Because they're so divisive, you'll never readily see such images on TV anymore, or in the newspaper, but I need only drive a half mile into urban areas to view in living color the huge difference between my life and that of non-whites.


Maybe I should get my camera out.



FROM: Paul
DATE: Thursday January 20, 2005 -- 9:37:19 pm
Oh, don't get me wrong, Joseph. I'm not saying that things are absolutely wonderful and fantastic right now. I know that as a white male, I get an enormous, unfair set of breaks that people of other races don't get - and the same goes for women, of course.



FROM: ruzz [E-Mail]
DATE: Thursday January 20, 2005 -- 11:39:50 pm
meh



FROM: Paul
DATE: Friday January 21, 2005 -- 7:45:32 am
Thanks for that insightful commentary, ruzz.



FROM: Chris
DATE: Friday January 21, 2005 -- 8:12:15 am
Do go out with your camera - I bet those pictures would be very interesting. I'm sure somebody here (myself included) would get them online if you don't have a place to do it yourself.



FROM: Joseph
DATE: Friday January 21, 2005 -- 10:46:38 am
The interesting thing is that the signs are gone and that's a good thing. But the behavior persists. I looked through more of the photos and the interesting thing is that the images are not limited to the South. There are very few from the out West where signs reflect discrimination against Native Americans, and there was another "whites only" sign way up North in Lancaster, Ohio.
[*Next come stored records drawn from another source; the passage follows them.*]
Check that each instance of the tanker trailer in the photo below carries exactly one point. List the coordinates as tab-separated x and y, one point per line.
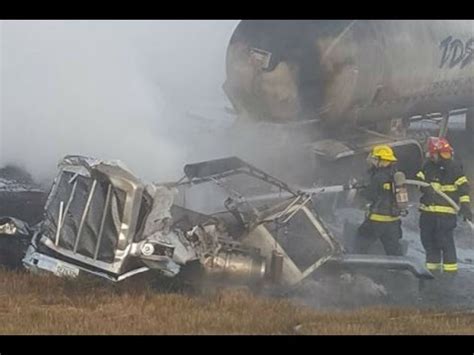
351	83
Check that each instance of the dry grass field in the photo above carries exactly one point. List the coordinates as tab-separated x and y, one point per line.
31	304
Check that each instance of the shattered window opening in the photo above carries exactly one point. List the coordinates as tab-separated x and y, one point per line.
101	224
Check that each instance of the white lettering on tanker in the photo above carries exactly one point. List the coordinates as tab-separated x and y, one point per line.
456	52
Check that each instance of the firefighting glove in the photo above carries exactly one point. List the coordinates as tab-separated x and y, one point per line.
466	212
429	192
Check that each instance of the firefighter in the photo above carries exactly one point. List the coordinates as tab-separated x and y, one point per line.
383	218
438	218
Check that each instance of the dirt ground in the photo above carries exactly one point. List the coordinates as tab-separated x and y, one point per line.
31	304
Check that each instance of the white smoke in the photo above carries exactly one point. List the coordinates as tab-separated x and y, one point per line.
108	89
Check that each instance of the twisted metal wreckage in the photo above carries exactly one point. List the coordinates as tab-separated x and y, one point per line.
102	220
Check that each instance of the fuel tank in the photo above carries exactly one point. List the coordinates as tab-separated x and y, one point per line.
349	71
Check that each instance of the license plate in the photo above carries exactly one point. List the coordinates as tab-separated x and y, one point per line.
64	270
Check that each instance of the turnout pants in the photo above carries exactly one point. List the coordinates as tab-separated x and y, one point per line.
436	232
389	233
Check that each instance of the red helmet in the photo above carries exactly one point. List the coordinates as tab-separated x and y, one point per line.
439	145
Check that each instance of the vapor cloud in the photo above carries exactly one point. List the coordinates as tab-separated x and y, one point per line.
110	89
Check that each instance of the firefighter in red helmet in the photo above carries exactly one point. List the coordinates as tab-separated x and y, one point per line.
438	218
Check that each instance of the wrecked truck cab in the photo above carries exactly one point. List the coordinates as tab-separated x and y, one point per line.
100	219
291	238
281	222
92	221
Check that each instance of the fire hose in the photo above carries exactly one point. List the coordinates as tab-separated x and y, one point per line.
442	194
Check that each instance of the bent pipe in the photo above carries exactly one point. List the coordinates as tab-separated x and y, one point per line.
383	261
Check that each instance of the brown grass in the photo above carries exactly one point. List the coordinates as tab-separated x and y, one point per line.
31	304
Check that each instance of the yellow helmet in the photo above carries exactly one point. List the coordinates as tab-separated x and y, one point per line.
383	152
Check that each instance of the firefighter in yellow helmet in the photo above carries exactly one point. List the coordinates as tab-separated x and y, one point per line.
437	217
383	218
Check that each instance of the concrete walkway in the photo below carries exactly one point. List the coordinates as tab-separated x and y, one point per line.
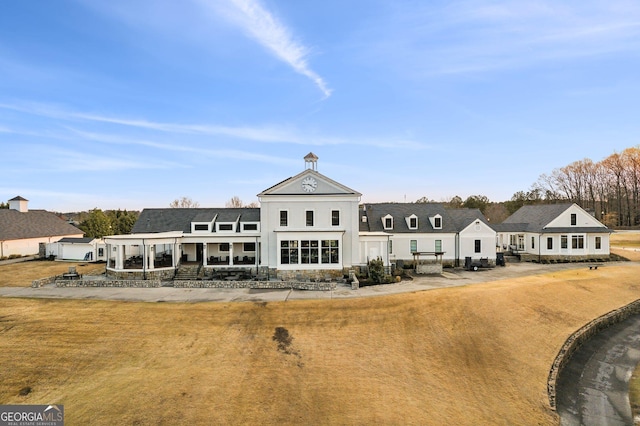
593	389
450	278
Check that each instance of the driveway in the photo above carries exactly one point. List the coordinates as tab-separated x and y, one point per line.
450	278
593	389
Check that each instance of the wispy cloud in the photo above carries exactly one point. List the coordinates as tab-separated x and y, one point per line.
261	25
266	134
477	36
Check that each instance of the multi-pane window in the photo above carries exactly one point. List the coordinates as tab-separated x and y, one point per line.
335	217
388	223
330	252
577	241
309	251
289	252
293	252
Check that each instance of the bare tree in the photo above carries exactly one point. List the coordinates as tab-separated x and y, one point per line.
184	203
236	202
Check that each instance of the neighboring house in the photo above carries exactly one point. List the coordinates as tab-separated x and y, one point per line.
86	249
554	232
307	226
22	231
403	231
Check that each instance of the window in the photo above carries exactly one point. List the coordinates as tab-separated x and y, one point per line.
309	252
387	222
577	241
289	252
330	251
335	217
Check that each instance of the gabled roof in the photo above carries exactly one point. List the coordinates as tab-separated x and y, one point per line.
179	219
326	186
72	240
535	218
15	225
453	220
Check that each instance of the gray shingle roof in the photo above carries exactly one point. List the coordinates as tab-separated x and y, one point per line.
453	220
179	219
535	218
15	225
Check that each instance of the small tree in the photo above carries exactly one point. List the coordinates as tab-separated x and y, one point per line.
184	203
97	224
376	272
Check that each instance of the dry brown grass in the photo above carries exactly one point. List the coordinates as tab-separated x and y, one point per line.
23	273
467	355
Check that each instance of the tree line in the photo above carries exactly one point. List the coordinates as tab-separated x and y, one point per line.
609	189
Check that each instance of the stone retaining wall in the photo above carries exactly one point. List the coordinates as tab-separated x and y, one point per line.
108	283
297	285
578	338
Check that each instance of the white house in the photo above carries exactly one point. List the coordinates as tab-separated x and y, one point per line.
554	232
24	231
307	225
78	249
408	231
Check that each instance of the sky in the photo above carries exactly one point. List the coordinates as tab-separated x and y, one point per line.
131	104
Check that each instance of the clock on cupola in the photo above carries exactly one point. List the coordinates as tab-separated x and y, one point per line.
310	184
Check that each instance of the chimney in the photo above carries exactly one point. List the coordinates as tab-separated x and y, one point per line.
20	204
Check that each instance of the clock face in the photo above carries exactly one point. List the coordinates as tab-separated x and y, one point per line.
309	184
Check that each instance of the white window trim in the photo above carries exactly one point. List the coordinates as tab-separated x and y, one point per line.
413	216
384	221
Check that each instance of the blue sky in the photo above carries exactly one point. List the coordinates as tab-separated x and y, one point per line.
132	104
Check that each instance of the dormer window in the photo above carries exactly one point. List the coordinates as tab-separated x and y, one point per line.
412	222
387	222
436	221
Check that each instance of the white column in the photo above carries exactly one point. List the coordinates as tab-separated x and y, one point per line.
151	250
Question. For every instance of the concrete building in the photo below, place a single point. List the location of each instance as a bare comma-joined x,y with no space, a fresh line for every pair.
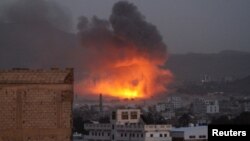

Paul--I didn't get you wrong. I know you didn't mean things are rosy now. And I agree that it is scary to see social ills so readily accepted that they are codified into law. The legal backing is what allowed signs like these to be made and and the laws behind them enforceable.

But though the signs are down and laws repealed, discrimination persists.

My pet peeve, since I've moved to New England is all the finger-pointing. New Englanders still seem to be very satisfied with having won the Civil War, which they think was solely about ending slavery. Once they (I say they because this has happened quite a number of times) find out that I've lived in the Deep South for many years they usually will tell me how they went on vacation in the South and they (leaning in to whisper conspiratorially) "saw prejudice."

Now, I live in New England, and no New Englander needs to travel all the way to the South to "see prejudice." It's right here too. You know how many people I know in New England who would happily pass a law saying "No Spanish speaking allowed."

Slavery is illegal now, too--but there is still quite a bit in this country--and I'm not talking about the minimum wage. There are quite a few Chinese immigrants who are working to pay off "loans" they were given to pay for illegal transport to the US. They are paid nothing for the toil they perform here working for various Chinese enterprises. There is a huge Chinese buffet chain that I believe runs off of indentured servitude--slavery. I've seen the evidence first hand. I made the mistake of asking how much the "waiters" get paid because I wanted to know whether I should tip or not. If they got $2.10 an hour, then I would have tipped. If they got minimum wage, I probably still would have tipped, but not 15 per cent. You should have been there to see how that simple question was answered. It got very ugly quick. The short of it is, they weren't getting paid at all as far as I could tell.

The one good thing about slavery and discrimination being illegal is that all of the above can be prosecuted. Whether it will be or not, who knows?



FROM: Paul
DATE: Saturday January 22, 2005 -- 11:27:54 am
Joseph: You know how many people I know in New England who would happily pass a law saying "No Spanish speaking allowed."

I can sadly say that I know a number of people who would want that, too. Not a lot, mind you, but a number.

The issues you bring up with Chinese waiters are really eye-opening. That's what needs to be documented.



FROM: Joseph
DATE: Monday January 24, 2005 -- 3:25:43 pm
Help is on the way, little by little.